Gwinny hooked one big toe behind the other and considered. “Not quite,” she said. “Douglas said people didn’t – but there was a murder on the news last week, so you could have done. Why did you tell lies, if you didn’t?”

“Well, you don’t expect me to tell you children all about something that was private between Sally and me, do you?” the Ogre retorted. “Sally’s left. That’s all you need to know.”

“No, it
isn’t
!” Gwinny said passionately, with tears quivering out of her eyes again. “If Mummy’s gone, it’s private between
us
too!”

There was another short silence, while the Ogre considered this. “I suppose you have a point,” he admitted. “All right. I don’t know where Sally’s gone. I spent most of today trying to find out. We had a terrific quarrel, which started about the bathwater and went on to other things, and Sally left about three o’clock on Thursday morning. Does that satisfy you?”

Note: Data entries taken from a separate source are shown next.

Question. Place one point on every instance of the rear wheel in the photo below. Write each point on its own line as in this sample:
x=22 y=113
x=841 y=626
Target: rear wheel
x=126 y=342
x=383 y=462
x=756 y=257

“Yes,” said Gwinny. “No. Isn’t she coming back?”

The Ogre sighed. “Only to collect you five children. She’d have taken you then, except you were asleep at the time. Now she’s trying to find somewhere for you all to live – I think. And I must say, if you can think I—” The Ogre seemed to come to the end of what he had to say too. There was a pause, in which Gwinny, somewhat comforted by the thought that Sally might be coming back to fetch her, sniffed and tried to stop crying.

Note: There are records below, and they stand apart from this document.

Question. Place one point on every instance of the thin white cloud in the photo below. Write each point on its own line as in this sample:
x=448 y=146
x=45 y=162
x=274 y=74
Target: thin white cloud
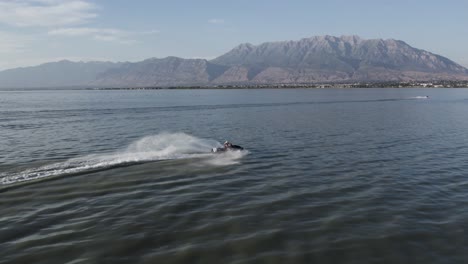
x=102 y=34
x=46 y=13
x=216 y=21
x=12 y=43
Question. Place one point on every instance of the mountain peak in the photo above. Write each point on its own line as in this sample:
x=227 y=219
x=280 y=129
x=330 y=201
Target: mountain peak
x=309 y=60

Then the Ogre said, as if he had made up his mind about something, “Look here, Gwinny, I seem to remember you used to like me at the beginning. Tell me
truthfully – haven’t you let Caspar and Johnny influence you? Don’t you think you may have let them build me up in your mind as a – as a sort of ogre?”

This was not easy. Gwinny went rather pink at the way he put it. “A bit of both,” she admitted. “I mean, I was angry about Malcolm too.”

“Now Sally talked about Malcolm,” the Ogre said thoughtfully.

“Malcolm’s nice,” said Gwinny.

“He’s a complete mystery to me,” the Ogre said frankly. “All right – I’ll do my best to understand Malcolm, if you can promise me to give up poisoning for good. What do you say?”

“Yes,” said Gwinny.

“Good. And,” continued the Ogre, as if he were not so certain of what came next, “it might be possible to be friends again, don’t you think? If we were, we’d have a much better chance of persuading Sally to come back.”

“Do you want Mummy back?” Gwinny asked, in some surprise.

“Of course I do!” said the Ogre, equally surprised that she should ask.

Gwinny began to cry again. The Ogre was being so kind that she was ashamed. She was overwhelmed with her wickedness in trying to poison him, worse than when she had thought he was dying, and far more than she would have been if he had been angry and fierce. “I’m sorry,” she sobbed. “I’ll be nice to you now. I promise I’ll try.”